Entgegen aller korporierten Legenden war der Antisemitismus von Anfang an fixer Bestandteil burschenschaftlichen Lebens. Bereits die "Urburschenschaft" bestimmte, dass "nur ein Deutscher und Christ" Mitglied werden dürfe. Bei der Vereinigung der bereits bestehenden Burschenschaften zur Allgemeinen Deutschen Burschenschaft (1818) stritt man um den "Arierparagraphen", der mit der gesamtgesellschaftlichen Konjunktur des Antisemitismus ab ca. 1870, in beinahe allen Burschenschaften implementiert wurde.

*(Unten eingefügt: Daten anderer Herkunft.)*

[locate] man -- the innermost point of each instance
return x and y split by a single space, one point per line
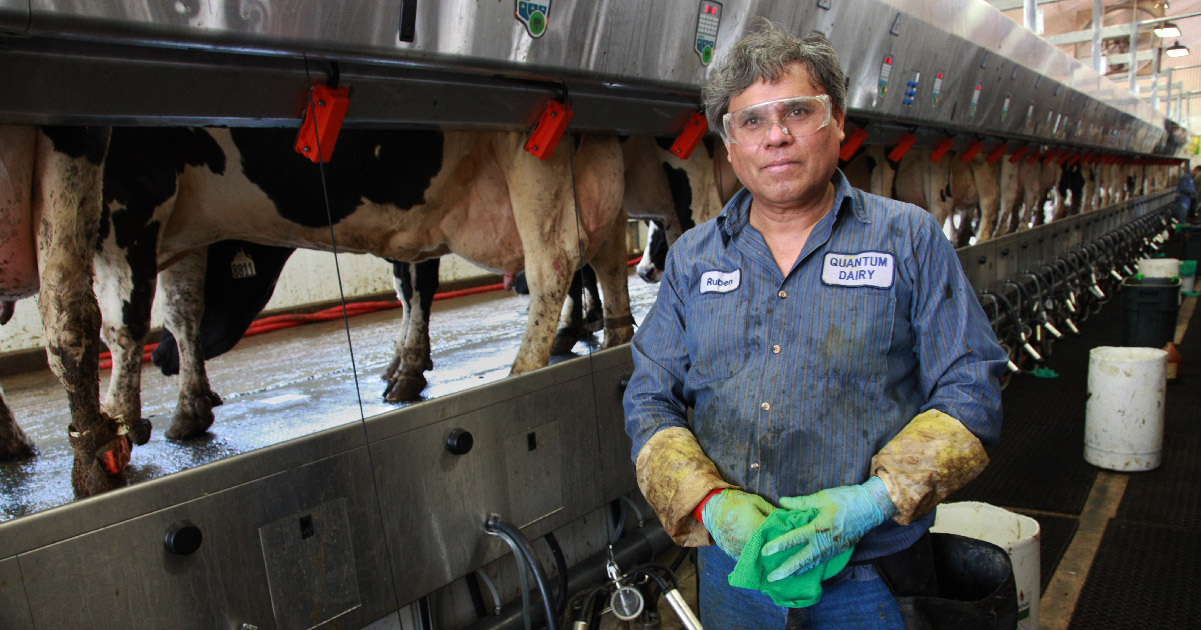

Auch ein Blick auf die Lebensbündler und Alten Herren der Brixia macht deutlich, welche politische Zielsetzungen in den Verbindungen konserviert und propagiert werden. Herwig Nachtmann, Mitglied der Burschenschaft Brixia, wurde 1995 nach dem NS Verbotsgesetz verurteilt. Seine Verurteilung hatte keine weiteren Auswirkungen auf seine Mitgliedschaft. In derselben Korporation findet sich auch Erhard Hartung, verurteilter vierfacher Mörder und Südtirolterrorist, der jedoch nie an Italien ausgeliefert wurde.

Und was
Das Programm des Kommers sieht für den Abend des 19. Junis eine "Bergsonnenwendfeier" am Bergisel vor. Dort brennen alljährlich in der erzkatholischen Ausrichtung der "Herzjesu Feiern" Gipfelfeuer, die auch als Symbol für die geforderte "Wiedervereinigung" mit Südtirol zu verstehen sind. Am Samstagabend findet ein Festkommers statt, das korporierte Wochenende schließt letztlich mit dem "Traditionellen Sonnwendfrühschoppen der Innsbrucker wehrhaften Korporationen" ab. Die antifaschistischen Proteste, die sich gegen den Burschenschafter Kommers formieren, werden dieser rassistischen, sexistischen, antisemitischen und nationalistischen "Wehrhaftigkeit" den gebührenden Widerstand verschaffen.